There are 2 most common types of arthritis, namely osteoarthritis (OA) and rheumatoid arthritis (RA). Both can cause pain in the knee joint specialist. You can visit knee specialist los angeles to help relieve your knee pain.
Even though it seems to be the opposite of the perceived complaint, arthritis patients can overcome knee pain by routinely doing the right exercise movements. Pain in the knee often interferes with your daily activities? From now on, try to do simple movements regularly to help alleviate, even train the stiff and swollen knee muscles.
1. Leg raise
This exercise movement can help people with arthritis to relieve pain in the knee, relying on the strength of the thigh. Because the thigh muscles in the front are connected directly to the joints at the knee. How:
Lie on your back on the floor or on the bed, with both hands at your sides and legs straight with your toes facing up.
Lift one leg slowly but keep it straight, while tightening your abdominal muscles.
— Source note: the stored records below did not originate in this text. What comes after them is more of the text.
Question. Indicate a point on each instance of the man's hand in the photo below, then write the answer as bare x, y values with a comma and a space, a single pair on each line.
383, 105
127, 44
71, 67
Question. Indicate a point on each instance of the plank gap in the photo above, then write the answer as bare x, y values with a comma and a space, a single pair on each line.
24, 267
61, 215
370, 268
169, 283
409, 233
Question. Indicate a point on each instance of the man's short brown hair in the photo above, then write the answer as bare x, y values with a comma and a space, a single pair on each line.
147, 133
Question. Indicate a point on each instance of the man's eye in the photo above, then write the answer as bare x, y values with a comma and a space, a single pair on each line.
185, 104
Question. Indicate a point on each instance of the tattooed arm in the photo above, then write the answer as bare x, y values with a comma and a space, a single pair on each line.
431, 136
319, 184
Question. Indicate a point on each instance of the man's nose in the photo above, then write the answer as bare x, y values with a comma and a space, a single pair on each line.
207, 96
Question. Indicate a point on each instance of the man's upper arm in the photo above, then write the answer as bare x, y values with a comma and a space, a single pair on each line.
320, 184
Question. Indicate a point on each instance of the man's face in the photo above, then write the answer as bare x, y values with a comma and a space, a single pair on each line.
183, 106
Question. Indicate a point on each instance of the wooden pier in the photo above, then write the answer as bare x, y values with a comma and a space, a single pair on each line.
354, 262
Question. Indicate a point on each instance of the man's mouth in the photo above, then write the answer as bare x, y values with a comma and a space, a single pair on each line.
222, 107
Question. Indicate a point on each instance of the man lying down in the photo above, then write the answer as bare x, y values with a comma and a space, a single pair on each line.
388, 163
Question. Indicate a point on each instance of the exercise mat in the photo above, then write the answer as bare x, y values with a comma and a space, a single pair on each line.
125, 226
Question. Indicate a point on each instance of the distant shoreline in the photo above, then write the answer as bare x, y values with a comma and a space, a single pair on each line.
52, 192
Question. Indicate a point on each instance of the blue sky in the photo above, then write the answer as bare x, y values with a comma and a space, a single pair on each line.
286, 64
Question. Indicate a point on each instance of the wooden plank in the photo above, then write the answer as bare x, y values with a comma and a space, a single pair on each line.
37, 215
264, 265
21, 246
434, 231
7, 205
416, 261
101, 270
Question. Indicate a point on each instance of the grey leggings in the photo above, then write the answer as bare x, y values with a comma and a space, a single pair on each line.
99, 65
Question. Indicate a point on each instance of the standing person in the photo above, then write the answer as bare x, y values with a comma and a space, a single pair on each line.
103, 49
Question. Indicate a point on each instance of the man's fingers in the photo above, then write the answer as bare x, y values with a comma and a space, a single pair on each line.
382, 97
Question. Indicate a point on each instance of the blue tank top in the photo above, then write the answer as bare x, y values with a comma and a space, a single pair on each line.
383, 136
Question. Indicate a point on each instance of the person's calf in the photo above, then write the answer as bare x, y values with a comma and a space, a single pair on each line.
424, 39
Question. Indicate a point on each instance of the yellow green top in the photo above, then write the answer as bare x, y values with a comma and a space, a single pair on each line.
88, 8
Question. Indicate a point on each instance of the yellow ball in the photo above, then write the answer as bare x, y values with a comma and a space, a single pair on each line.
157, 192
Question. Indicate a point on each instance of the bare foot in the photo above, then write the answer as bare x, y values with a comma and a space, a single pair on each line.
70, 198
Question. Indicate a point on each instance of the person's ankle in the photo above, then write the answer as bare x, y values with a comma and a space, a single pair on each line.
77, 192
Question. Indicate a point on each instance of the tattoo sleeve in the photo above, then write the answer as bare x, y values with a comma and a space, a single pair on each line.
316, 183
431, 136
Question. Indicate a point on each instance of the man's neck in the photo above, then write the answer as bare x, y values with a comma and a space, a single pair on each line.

Hold the leg up for 5 seconds, then slowly lower it
Repeat the same movements on both legs alternately several times.
2. Hamstring stretch
If previously the muscles on the front are working hard, now it’s the opposite. This movement can stretch and strengthen the muscles in the back, which are also connected directly to the knee. How:
Lie on the floor or on the bed, with your legs bent.
Lift one leg slowly in a bent position, then pull towards the chest.
Hold the back of the thigh (not the knee) with both hands to help pull, then hold for 30-60 seconds.
Return the bent knee to go down and straight parallel to the floor as before.
Repeat these movements alternately on both feet.
3. Leg stretch
Not much different from the previous exercise movement, leg stretch can strengthen the thigh muscles in the front which indirectly will overcome knee pain. How:
Sit on the floor in an upright position, legs straight forward, and hands at your sides.
Squeeze one knee slowly until the muscles are stretched enough. Try not to hurt.
Hold the lower thigh, then hold that position for 5 seconds.
Straighten your legs slowly again, hold again for 5 seconds.
Repeat the same movements on each leg at least 10 times.